Border Jumper: Mexico’s Color Wars

Introducing “Border Jumper,” a new series from contributor Brandon Brewer, an expat schoolteacher in Acapulco, Mexico. Over the coming weeks, Brandon’s dispatches on being gay south of the border will show another side of a nation far too many Americans know only for drunken frat rats and cheap margaritas.

129327-dibujo02lc4A few months ago, I went to Pie de la Cuesta with a small group of students from the university where I teach English. About a half hour north of Acapulco is a somewhat secluded beach known for its rough waves and swampy lagoons, which coincidentally served as the setting for Rambo II. We chose a spot at one of the small, cabana-style restaurants, complete with palm-frond roof, and settled in. Applying sunscreen in anticipation of taking on the rough waters, I asked one of the girls to join me in the ocean. She told me that she preferred the shade, adding, “I don’t want to get dark.”

There’s no doubt that one of the most important issues facing Mexico today is the drug war. However,there’s an entirely different subject that’s been, at least in my opinion, completely absent in the national discourse: the very conspicuous exclusion of dark-skinned Mexicans in everything from telenovelas and commercials to all kinds of other advertising. I hesitate to use the word racism only because I risk conflating the two very different racial systems that exist between the U.S. and Mexico. Colorism is a more apt term—rampant colorism.

It’s something that, especially as a person of color, has frustrated me since I first moved to Mexico in 2006. One immediately notices that the models on billboards, in store windows and on bus stops have surprisingly white complexions in comparison with the actual passersby.

In fact, if you were exposed to this imagery and never stepped foot in the country, you would probably think that Mexico had no mulatto, mestizo or indigenous population at all. Go ahead, turn on Univisión or Telemundo, which often run Mexican-produced telenovelas, and you will see exactly to what I’m referring: Actors like Christopher Uckermann of Rebelde fame, or William Levy Gutierrez (actually a U.S. nationalized citizen born in Cuba) from Cuidado con el Ángel , who, although they may indeed be fine thespians and ridiculously good-looking, also seem to have passed the Mexican equivalent of the brown paper bag test. In their case, it’s more like the white milk carton test.

After the soap operas, stick around for the commercials if you want to witness even more “whitewashing.” This commercial for a new shopping plaza in Guadalajara called Plaza de Hierro is a perfect example:

Just to add insult to injury, as Alejandro Fernandez’s love ballad swoons for that girl from Guadalajara with beautiful “ojos negros,” we’re treated to a slow motion close-up of two green and blue-eyed models passing by.

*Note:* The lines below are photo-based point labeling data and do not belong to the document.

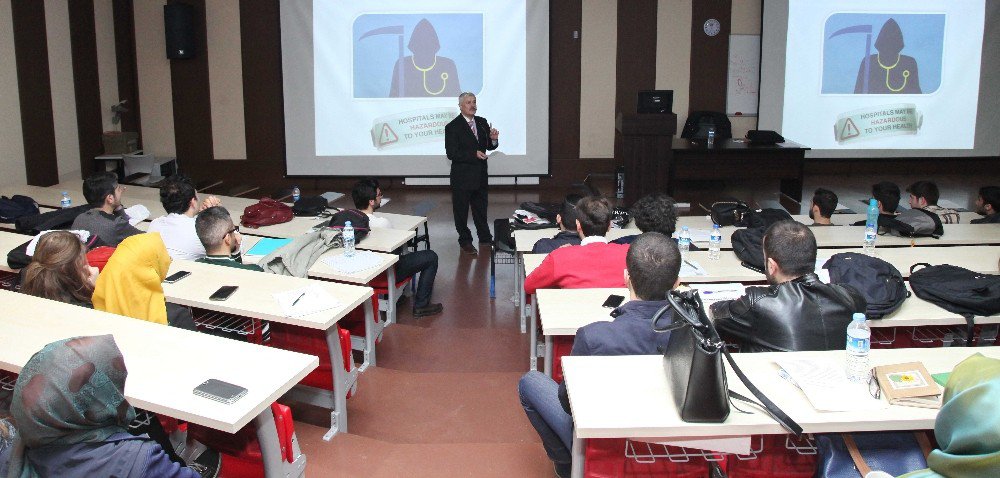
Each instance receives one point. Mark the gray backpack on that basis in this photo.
(915, 223)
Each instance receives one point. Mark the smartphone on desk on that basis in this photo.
(613, 301)
(223, 293)
(176, 276)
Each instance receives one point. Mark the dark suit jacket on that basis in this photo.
(467, 171)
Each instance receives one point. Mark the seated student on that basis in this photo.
(180, 200)
(72, 417)
(886, 194)
(367, 196)
(823, 206)
(653, 263)
(567, 228)
(965, 429)
(131, 283)
(924, 195)
(221, 239)
(59, 270)
(653, 213)
(988, 204)
(594, 263)
(106, 221)
(797, 311)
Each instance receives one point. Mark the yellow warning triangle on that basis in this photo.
(849, 130)
(388, 136)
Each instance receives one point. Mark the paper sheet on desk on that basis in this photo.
(362, 260)
(825, 384)
(691, 268)
(137, 214)
(310, 299)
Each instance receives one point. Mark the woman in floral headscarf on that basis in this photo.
(72, 416)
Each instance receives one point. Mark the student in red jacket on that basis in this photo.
(594, 263)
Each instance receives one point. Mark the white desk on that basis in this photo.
(165, 364)
(254, 299)
(629, 397)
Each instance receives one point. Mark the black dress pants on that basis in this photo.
(461, 200)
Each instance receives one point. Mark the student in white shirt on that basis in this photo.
(367, 196)
(180, 200)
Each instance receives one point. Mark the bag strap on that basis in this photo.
(776, 413)
(852, 448)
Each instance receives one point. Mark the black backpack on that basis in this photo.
(748, 245)
(16, 207)
(878, 281)
(311, 206)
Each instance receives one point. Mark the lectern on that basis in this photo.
(644, 142)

Now I know that some people may be thinking, “What are you trying to say, that all Mexicans are brown-skinned?” This is, in fact, a common response from certain Mexicans when I bring the topic up to them. Of course that’s not my point. But even if the Mexican population were, say, 50 percent “light-skinned” and 50 percent “dark-skinned,” there should at least be a somewhat similar representation in the media, right? Well, currently, that ratio seems to sit at about 99 percent “very light-skinned,” far from a faithful representation of the country’s actual population.

When I try to bring up colorism to people, the usual response is to point out that the U.S. is a lot more racist than Mexico

It’s not my intent to belittle any voices who are indeed speaking out against this injustice, but where’s the outrage and criticism? One study estimates that 40 percent of the population acknowledges that this problem exists. But there is a difference between acknowledgment and public protest. Furthermore, when I try to bring up colorism to people, the usual response is to point out that the U.S. is a lot more racist than Mexico. That may or may not be true, and colorism is indeed alive and well in the north of the border, but having a racism contest between the two nations is besides the point.

If you’re still not convinced colorism is a problem, consider that, like my student who declared her fear of becoming darker, the preference for white is chillingly echoed in everyday conversation, something attested to in this ethnographic study on skin color in Veracruz, Mexico. The research references a common, bluntly stated ideal in Mexico (although it’s also present in other Latin American countries): mejorar la raza, or “bettering the race.” How does one “better” la raza? By marrying a white person into a dark family. The hope is that the next generation will be lighter. Better.